Nous sommes de retour à Strasbourg parce que lorsque les arrêts de la Cour européenne des droits de l’homme (CEDH) sont ignorés, cela montre que l’État de droit n’est plus qu’une coquille vide et que les droits fondamentaux ne sont plus réellement protégés. Les décisions confirmant les violations des droits d’Osman Kavala et de Selahattin Demirtaş – tous deux emprisonnés depuis des années – ont été écartées par les autorités turques. L’arrêt Yalçınkaya, qui met en lumière la criminalisation massive de plus de 100 000 personnes, est lui aussi ignoré. Jour après jour, nous sommes témoins de la manière dont la pression politique a supplanté l’indépendance de la justice en Turquie. Ce mépris flagrant de la loi ne peut rester sans réponse. Si nous voulons vraiment la justice pour tous, cela commence par le respect et l’application des arrêts de la CEDH.
Nous revenons à Strasbourg à nouveau parce que la démocratie commence par le respect de la volonté populaire – or, en Turquie, cette volonté est régulièrement bafouée. La condamnation politique de Ekrem İmamoğlu, maire élu d’Istanbul, la révocation de maires de l’opposition remplacés par des administrateurs nommés par le pouvoir, la mise au pas des agents municipaux, la répression des journalistes qui révèlent ces injustices, ou encore la violence exercée contre les manifestations pacifiques – tout cela montre que les mécanismes démocratiques ne fonctionnent plus. Le droit du peuple à choisir est piétiné. Le droit à une information fiable est bloqué. Même les décisions de justice reconnaissant les violations subies par le député élu Can Atalay ne sont pas appliquées. Sous l’emprise d’un autoritarisme bien enraciné, il ne peut y avoir de véritable démocratie – et sans démocratie, il ne peut y avoir de justice pour tous.

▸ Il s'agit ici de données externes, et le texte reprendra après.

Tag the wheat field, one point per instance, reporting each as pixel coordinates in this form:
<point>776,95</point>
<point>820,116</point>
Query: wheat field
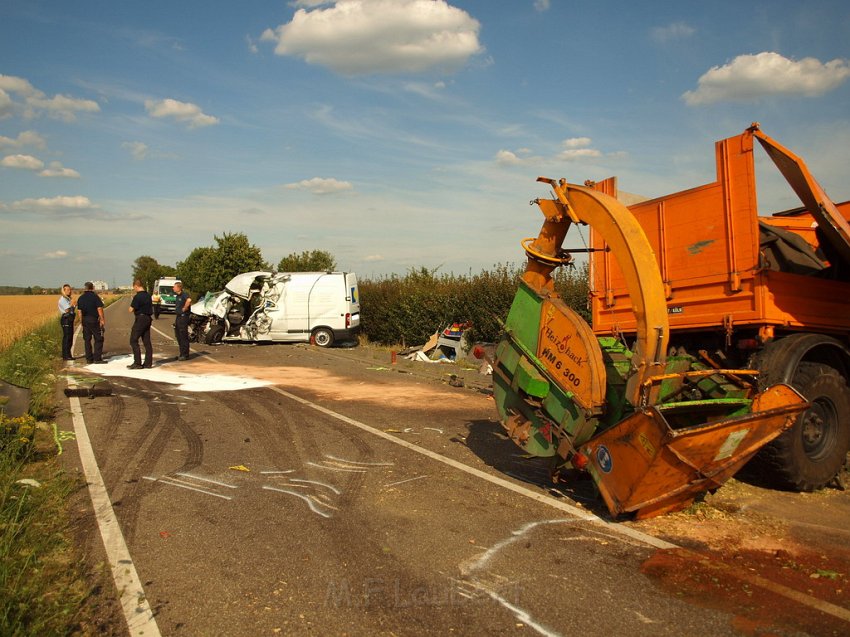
<point>22,314</point>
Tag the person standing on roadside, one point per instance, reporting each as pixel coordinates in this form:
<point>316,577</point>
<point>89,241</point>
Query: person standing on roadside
<point>142,307</point>
<point>91,309</point>
<point>67,314</point>
<point>182,316</point>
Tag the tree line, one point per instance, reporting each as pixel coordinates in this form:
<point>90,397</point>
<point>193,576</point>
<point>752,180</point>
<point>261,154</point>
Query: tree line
<point>396,309</point>
<point>209,268</point>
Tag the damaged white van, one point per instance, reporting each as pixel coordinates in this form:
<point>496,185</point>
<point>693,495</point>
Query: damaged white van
<point>318,307</point>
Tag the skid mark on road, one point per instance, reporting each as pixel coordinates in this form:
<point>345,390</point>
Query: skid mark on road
<point>137,611</point>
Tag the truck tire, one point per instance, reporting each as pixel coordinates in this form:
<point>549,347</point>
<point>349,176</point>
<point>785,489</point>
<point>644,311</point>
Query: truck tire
<point>810,454</point>
<point>214,335</point>
<point>322,337</point>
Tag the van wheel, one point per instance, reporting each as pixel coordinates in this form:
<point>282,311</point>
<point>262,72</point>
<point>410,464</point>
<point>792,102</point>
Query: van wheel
<point>810,454</point>
<point>322,337</point>
<point>214,335</point>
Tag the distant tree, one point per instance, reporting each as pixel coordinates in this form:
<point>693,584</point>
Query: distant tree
<point>148,270</point>
<point>210,268</point>
<point>308,261</point>
<point>194,271</point>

Nous revenons à Strasbourg parce que, encore une fois, parce que la liberté et la sécurité des personnes sont systématiquement niées en Turquie. Avec une justice façonnée par le pouvoir politique et une police agissant sur ordre du gouvernement, le système judiciaire est devenu un outil pour faire taire toute dissidence. Et cela, malgré les mots clairs de la Cour dans l’arrêt Yalçınkaya : « Il ne peut y avoir ni crime ni peine sans loi » Chaque jour, des dizaines de personnes sont encore arbitrairement arrêtées, accusées d’appartenir au mouvement Gülen. Des accusations infondées de terrorisme touchent aujourd’hui jusqu’aux enfants – et tout particulièrement des jeunes filles. Des journalistes et des militants kurdes sont incarcérés pour « propagande terroriste » après des déclarations publiques. D’autres journalistes critiques envers le pouvoir sont poursuivis pour « désinformation », et des étudiants manifestant pacifiquement sont accusés d’« insulte au président ». Nous ne pouvons rester silencieux face à ce climat de peur et de répression. La justice pour tous est impossible sans une police respectueuse de la loi et une justice indépendante.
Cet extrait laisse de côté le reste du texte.